Presidential candidate Ron Paul noted that al-Awlaki “was never tried or charged for any crimes. No one knows if he killed anybody. We know he might have been associated with the ‘underwear bomber.’ But if the American people accept this blindly and casually, that we now have an accepted practice of the President assassinating people whom he thinks are bad guys, I think it’s sad. I think, what would people have said about Timothy McVeigh? We didn’t assassinate him, who certainly had done it.” McVeigh, Paul continued, “was put through the courts, then executed. … To start assassinating American citizens without charges, we should think very seriously about this.”
Perhaps the ACLU, CAIR, Greenwald and Paul would have been satisfied if we had airlifted an elite corps of defense attorneys into Yemen, along with a couple of cops to read al-Awlaki his Miranda rights and give him a chance to lawyer up. Along with them, CNN could have sent all the equipment necessary to set up a satellite feed, so that al-Awlaki could have been given an international platform to spread his message of anti-Americanism, hatred and Islamic jihad.

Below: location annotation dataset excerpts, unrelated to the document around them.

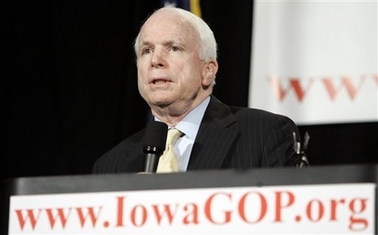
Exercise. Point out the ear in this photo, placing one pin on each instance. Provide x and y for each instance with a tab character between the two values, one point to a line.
209	72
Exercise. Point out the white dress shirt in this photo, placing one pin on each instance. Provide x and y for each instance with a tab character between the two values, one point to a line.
189	126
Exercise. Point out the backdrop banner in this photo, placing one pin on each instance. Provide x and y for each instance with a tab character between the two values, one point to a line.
315	61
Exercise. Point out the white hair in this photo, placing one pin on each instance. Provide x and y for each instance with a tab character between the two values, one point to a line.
208	44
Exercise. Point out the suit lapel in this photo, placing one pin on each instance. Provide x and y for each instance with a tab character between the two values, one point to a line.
215	138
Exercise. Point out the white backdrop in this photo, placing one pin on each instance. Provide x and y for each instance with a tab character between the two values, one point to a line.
315	61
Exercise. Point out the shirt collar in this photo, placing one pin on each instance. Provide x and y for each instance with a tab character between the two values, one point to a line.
191	122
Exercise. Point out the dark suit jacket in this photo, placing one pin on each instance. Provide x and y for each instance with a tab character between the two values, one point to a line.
229	137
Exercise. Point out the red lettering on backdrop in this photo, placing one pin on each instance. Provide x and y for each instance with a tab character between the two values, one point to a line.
29	217
142	217
242	207
334	206
208	208
62	217
120	211
166	212
280	205
310	210
90	212
294	84
357	206
192	216
346	82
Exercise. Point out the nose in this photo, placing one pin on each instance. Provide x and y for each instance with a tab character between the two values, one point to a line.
157	59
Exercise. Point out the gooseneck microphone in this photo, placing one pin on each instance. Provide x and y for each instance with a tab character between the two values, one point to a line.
154	144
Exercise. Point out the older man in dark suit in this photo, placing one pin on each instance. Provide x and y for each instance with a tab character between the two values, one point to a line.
177	64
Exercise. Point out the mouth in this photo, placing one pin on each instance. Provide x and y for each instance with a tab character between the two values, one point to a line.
160	81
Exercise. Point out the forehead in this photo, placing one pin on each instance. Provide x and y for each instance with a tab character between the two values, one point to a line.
167	26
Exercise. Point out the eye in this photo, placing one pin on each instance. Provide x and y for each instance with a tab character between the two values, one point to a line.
175	48
146	51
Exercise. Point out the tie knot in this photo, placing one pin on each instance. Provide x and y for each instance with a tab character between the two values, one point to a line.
173	135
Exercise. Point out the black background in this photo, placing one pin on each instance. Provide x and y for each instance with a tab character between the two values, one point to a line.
69	92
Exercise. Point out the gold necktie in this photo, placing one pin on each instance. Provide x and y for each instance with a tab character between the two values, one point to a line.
168	162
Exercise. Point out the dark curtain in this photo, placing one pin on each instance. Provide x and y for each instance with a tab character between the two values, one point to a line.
69	93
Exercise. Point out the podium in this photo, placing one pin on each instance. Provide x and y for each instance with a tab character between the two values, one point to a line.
322	199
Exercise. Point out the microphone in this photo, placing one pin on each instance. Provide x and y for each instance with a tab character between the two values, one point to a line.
154	144
302	160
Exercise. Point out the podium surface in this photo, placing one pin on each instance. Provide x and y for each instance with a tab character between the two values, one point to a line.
218	201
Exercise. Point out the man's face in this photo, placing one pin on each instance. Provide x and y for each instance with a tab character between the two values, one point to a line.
170	71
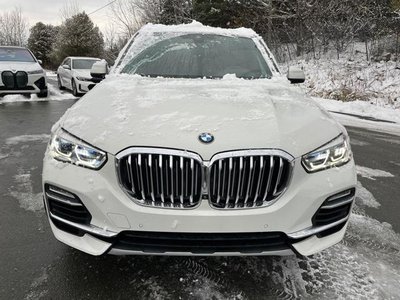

Then everyone would have been satisfied that the rights of this stalwart American citizen had been respected, and al-Awlaki himself could have had time to ensure that his efforts to murder innocent Americans in the name of Islam would go on unimpeded if he were convicted and imprisoned for a long stretch.
What all these statements fail to take into account is that we are at war, and that this war is different from all wars that have gone before it. Anwar al-Awlaki was an American citizen, yes. He was also a traitor. He was waging war against his native country. He was an enemy combatant. If an American citizen had gone to Germany and joined the Wehrmacht in 1942, and was killed in battle against American forces, would anyone have been raising “constitutional issues” over the killing?
Al-Awlaki was on the battlefield of this war when he was sitting at his computer exchanging e-mails with the Fort Hood jihad mass murderer, Nidal Hasan, or working out the details of the plot to blow up American cargo planes last year. Thus American forces were perfectly justified, legally and morally, to take him out in such a setting, without sending him a lawyer or reading him his rights or spending a few million dollars to give him a global forum to air his views.
As the nature of warfare has changed, so must also our response to it. Al-Awlaki was not a cat burglar assassinated by rogue cops. His killing is not a violation of anyone’s civil rights. That this question has even been raised is indicative of just how thick the fog of ignorance still remains about the nature of the conflict we’re in, who it is exactly that we’re fighting, and what precisely we should do about it.
The short answers: This is an Islamic jihad. Al-Awlaki was a jihadist, dedicated to killing Americans. He got what was coming to him.